September 24th, 2008 at 11:40 am
Hah! You are so right. I often respond with a lecture on imagination when my daughter pleads for computer time.
I have a bunch of boxes and cardboard I have been saving (if only I could remember what the project was I was saving them for!), but it never occurred to me to do this. There is a VERY big hill at a park near us….
September 24th, 2008 at 12:26 pm
I think cardboarding is similar to stealing lunch trays from the cafeteria and sledding after the first big snowstorm during college. Either way, it’s getting outside and having a blast!
September 24th, 2008 at 1:43 pm
OH NO! Video no longer available.
This brought back memories of sliding down banks of ice plant in San Diego. Good times, plus it drove my mom crazy because ice plant stains (she claims.)
September 24th, 2008 at 2:48 pm
De, boxes that are painted or waxed slide the best.
andrea, I’ll have to try that if it snows, I’m sure the trays from taco bell will work.
meno, uh oh! Video available again. $#%!
Ice plants sound like fun.
September 24th, 2008 at 10:36 pm
uh - colleges are getting rid of lunch trays. saves water and students eat less.
no more lunch tray sliding.
dammit.
maybe they’ll use their imagination to come up with something else to slide on.
September 25th, 2008 at 10:51 am
The next sport introduced at the Olympics, perhaps? Great video!

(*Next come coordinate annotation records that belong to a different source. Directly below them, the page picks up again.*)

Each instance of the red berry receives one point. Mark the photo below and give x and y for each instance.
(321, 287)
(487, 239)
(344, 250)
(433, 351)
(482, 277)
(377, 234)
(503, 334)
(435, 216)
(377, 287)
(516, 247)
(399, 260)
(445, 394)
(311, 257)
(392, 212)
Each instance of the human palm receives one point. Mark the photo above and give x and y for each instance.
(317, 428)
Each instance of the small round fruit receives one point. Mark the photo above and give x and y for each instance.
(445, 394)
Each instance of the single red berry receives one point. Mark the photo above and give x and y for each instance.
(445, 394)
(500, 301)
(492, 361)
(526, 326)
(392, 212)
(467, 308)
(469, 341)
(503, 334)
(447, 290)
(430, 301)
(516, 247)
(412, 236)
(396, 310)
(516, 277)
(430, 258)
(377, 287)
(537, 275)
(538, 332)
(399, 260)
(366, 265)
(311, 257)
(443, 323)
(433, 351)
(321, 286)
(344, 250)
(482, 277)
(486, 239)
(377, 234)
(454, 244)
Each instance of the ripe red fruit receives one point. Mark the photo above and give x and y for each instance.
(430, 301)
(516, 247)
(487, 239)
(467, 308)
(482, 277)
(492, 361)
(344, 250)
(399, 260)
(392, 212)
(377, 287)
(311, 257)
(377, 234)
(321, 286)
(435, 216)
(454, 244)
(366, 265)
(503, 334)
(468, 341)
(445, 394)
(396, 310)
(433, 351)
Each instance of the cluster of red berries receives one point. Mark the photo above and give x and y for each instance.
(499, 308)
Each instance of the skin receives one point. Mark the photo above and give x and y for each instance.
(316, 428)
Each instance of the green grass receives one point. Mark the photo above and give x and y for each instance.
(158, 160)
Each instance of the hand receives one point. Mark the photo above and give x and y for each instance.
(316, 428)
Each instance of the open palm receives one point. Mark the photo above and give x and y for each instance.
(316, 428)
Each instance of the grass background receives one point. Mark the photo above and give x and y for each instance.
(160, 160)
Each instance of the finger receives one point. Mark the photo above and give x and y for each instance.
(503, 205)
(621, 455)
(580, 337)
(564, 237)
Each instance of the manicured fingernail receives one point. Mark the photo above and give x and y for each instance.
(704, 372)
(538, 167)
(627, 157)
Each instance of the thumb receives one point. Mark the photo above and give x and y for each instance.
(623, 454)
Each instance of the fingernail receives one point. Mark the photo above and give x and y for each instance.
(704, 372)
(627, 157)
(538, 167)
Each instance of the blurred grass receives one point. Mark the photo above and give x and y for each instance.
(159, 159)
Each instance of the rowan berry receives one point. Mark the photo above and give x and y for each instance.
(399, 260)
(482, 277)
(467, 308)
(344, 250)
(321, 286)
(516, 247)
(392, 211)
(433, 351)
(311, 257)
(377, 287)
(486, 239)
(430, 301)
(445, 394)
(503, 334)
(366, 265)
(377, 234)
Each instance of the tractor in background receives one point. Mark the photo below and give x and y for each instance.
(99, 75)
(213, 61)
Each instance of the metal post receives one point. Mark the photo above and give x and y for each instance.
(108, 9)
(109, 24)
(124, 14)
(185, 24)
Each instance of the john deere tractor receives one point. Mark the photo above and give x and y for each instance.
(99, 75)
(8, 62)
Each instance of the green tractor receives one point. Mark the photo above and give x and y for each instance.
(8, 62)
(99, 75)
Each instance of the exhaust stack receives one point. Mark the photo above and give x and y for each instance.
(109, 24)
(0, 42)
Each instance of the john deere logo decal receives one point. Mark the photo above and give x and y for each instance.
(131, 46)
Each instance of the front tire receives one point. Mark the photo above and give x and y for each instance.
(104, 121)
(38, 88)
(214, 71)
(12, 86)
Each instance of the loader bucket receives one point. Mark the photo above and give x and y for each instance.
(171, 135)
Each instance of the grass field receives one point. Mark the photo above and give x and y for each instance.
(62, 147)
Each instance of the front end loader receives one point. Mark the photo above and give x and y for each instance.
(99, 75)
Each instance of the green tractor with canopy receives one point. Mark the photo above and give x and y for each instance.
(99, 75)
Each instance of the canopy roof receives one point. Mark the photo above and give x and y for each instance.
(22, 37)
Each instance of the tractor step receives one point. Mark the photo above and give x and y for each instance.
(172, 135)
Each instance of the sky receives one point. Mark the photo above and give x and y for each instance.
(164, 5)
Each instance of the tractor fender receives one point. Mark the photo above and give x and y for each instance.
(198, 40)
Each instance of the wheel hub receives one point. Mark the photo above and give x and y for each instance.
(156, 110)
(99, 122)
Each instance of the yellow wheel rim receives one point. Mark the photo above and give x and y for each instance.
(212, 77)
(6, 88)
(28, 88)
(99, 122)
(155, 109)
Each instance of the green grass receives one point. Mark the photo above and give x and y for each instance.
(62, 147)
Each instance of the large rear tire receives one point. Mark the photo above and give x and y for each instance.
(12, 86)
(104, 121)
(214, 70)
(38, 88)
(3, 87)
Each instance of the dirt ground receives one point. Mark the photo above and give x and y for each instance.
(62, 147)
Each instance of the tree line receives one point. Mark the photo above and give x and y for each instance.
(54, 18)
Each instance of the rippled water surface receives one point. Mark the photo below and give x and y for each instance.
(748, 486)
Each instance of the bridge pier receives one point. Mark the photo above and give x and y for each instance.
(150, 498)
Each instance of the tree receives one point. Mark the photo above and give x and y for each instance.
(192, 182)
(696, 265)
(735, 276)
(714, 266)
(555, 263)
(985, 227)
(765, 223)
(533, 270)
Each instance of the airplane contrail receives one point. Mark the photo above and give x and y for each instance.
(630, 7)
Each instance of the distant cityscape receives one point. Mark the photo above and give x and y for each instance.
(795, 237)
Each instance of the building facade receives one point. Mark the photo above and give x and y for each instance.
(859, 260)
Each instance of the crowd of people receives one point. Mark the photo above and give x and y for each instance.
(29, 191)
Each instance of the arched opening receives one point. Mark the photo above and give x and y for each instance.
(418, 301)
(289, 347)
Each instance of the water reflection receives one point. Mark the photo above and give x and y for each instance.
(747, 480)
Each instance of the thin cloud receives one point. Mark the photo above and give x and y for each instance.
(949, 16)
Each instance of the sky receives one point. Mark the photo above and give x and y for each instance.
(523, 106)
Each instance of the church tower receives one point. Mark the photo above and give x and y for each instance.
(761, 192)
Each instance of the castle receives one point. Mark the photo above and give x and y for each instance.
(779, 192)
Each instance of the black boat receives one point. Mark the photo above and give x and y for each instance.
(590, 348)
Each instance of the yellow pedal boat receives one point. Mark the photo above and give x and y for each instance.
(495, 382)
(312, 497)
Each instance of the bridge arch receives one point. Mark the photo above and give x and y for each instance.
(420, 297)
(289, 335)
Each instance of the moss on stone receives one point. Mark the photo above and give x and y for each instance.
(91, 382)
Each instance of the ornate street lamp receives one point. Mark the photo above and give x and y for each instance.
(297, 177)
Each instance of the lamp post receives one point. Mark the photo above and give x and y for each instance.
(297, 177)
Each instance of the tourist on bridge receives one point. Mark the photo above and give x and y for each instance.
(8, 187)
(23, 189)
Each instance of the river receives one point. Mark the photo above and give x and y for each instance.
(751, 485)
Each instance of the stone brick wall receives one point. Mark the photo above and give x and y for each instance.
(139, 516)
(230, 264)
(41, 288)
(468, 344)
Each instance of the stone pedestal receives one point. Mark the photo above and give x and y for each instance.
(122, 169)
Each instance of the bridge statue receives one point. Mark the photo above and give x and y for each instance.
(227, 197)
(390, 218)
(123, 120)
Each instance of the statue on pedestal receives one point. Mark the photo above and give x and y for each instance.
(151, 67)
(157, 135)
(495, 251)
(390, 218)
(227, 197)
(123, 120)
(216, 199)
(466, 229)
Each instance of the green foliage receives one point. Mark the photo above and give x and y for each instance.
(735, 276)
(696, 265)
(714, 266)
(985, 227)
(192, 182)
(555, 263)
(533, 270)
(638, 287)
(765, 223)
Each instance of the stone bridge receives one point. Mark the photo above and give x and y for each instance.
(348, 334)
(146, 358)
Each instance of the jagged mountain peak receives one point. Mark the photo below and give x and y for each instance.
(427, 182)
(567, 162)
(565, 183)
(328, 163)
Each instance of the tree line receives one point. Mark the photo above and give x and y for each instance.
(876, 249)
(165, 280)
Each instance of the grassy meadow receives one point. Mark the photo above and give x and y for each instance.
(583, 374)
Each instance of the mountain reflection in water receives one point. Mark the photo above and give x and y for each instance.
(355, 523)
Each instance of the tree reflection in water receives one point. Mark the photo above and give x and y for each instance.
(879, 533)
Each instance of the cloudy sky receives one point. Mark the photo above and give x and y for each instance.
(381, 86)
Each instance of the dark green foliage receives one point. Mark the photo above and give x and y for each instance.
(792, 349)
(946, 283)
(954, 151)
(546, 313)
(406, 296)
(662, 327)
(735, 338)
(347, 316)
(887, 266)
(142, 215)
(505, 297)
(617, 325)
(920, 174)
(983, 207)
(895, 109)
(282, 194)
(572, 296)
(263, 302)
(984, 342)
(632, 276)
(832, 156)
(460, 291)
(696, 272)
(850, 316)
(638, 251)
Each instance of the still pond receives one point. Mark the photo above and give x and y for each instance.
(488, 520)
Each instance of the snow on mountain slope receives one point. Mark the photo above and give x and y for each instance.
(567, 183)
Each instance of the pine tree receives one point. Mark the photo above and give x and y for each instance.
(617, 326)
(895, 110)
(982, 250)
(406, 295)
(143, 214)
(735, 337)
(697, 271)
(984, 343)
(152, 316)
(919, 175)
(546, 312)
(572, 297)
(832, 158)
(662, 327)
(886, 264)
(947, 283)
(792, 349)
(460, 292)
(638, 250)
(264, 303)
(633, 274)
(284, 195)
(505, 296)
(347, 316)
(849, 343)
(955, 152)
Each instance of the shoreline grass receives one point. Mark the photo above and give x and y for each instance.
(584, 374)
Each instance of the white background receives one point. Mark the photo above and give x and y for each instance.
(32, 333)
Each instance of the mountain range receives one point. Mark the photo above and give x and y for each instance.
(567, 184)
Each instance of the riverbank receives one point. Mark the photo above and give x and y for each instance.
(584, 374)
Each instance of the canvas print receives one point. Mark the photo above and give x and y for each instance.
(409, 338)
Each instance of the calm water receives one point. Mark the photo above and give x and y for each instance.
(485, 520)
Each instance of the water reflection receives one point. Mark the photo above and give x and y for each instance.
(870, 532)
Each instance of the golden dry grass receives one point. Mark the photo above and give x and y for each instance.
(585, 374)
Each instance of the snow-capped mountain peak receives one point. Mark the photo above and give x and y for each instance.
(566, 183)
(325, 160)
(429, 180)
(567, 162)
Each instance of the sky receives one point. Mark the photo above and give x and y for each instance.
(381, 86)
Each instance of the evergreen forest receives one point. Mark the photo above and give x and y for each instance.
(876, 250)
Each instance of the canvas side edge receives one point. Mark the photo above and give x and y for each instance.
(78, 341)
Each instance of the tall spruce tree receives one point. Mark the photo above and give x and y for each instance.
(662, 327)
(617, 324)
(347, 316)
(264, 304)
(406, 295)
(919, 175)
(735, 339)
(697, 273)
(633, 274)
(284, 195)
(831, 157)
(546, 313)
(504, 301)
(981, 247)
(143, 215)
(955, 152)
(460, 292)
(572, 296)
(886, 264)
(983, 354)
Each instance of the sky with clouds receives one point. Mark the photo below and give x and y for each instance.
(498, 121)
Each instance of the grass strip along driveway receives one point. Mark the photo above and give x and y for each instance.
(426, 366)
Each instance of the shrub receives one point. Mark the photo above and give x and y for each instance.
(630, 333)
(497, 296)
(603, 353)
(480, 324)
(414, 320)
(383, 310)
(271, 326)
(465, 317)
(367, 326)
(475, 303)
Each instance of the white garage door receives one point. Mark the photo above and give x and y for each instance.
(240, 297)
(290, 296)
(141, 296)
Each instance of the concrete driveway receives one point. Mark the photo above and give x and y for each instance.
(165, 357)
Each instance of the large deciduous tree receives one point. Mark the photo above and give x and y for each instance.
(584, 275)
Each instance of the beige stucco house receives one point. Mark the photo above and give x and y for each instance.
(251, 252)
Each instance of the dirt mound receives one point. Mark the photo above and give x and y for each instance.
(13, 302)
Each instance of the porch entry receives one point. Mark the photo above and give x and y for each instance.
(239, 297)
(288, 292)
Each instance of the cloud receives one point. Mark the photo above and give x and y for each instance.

September 25th, 2008 at 11:07 pm
Oh this post hits close to home. My nephew rarely plays outside, and he is in first grade. He complained when my sister walked him to school, so she let him stand on the stroller she was pushing my niece in.
The school is a half mile from their house…
September 25th, 2008 at 11:15 pm
mY KIDS HAVE THEIR TIME IN FRONT OF SCREENS. bUT MOST OF THE TIME THEY ARE HUSTLED OUTSIDE WITH THE YARD AND TEH BALLS AND TEH SWINGS . aND WHAT THEY COME UP WITH IS JOY. aND OH MY GOD. CAPS LOCK WAS ON.
September 26th, 2008 at 12:09 pm
Bob, maybe dissection trays from the biology department?
Diane Mandy, it has to at least as credible as curling.
qt, poor little guy is going to miss out on so much.
crazymumma, HADN’T NOTICED. It’s all about keeping things mixed up.
September 30th, 2008 at 12:08 pm
you’ve hit upon what I believe is the biggest cause of so many current social problems in our society today.
Creativity is a HUGE component of the human intellect, and our society is stifling it.
I should do my own post on this, but my favorite tv show is on!!! (/snark)
September 30th, 2008 at 10:53 pm
Wow that looks like fun! My mom always said the best toys are the cardboard boxes that ’stuff’ comes in…how right she is. Imagination isn’t something you can teach…it needs to be nurtured but with all the technology keeping us plugged in 24/7, it’s hard to find the time to nurture it = (
October 4th, 2008 at 11:14 pm
rachel, creativity is slowly filtering out the school system. I wonder how much the decline of creativity will impair problem solving?
Lynn, it is hard. I think when we become adults it is easier to be complacent.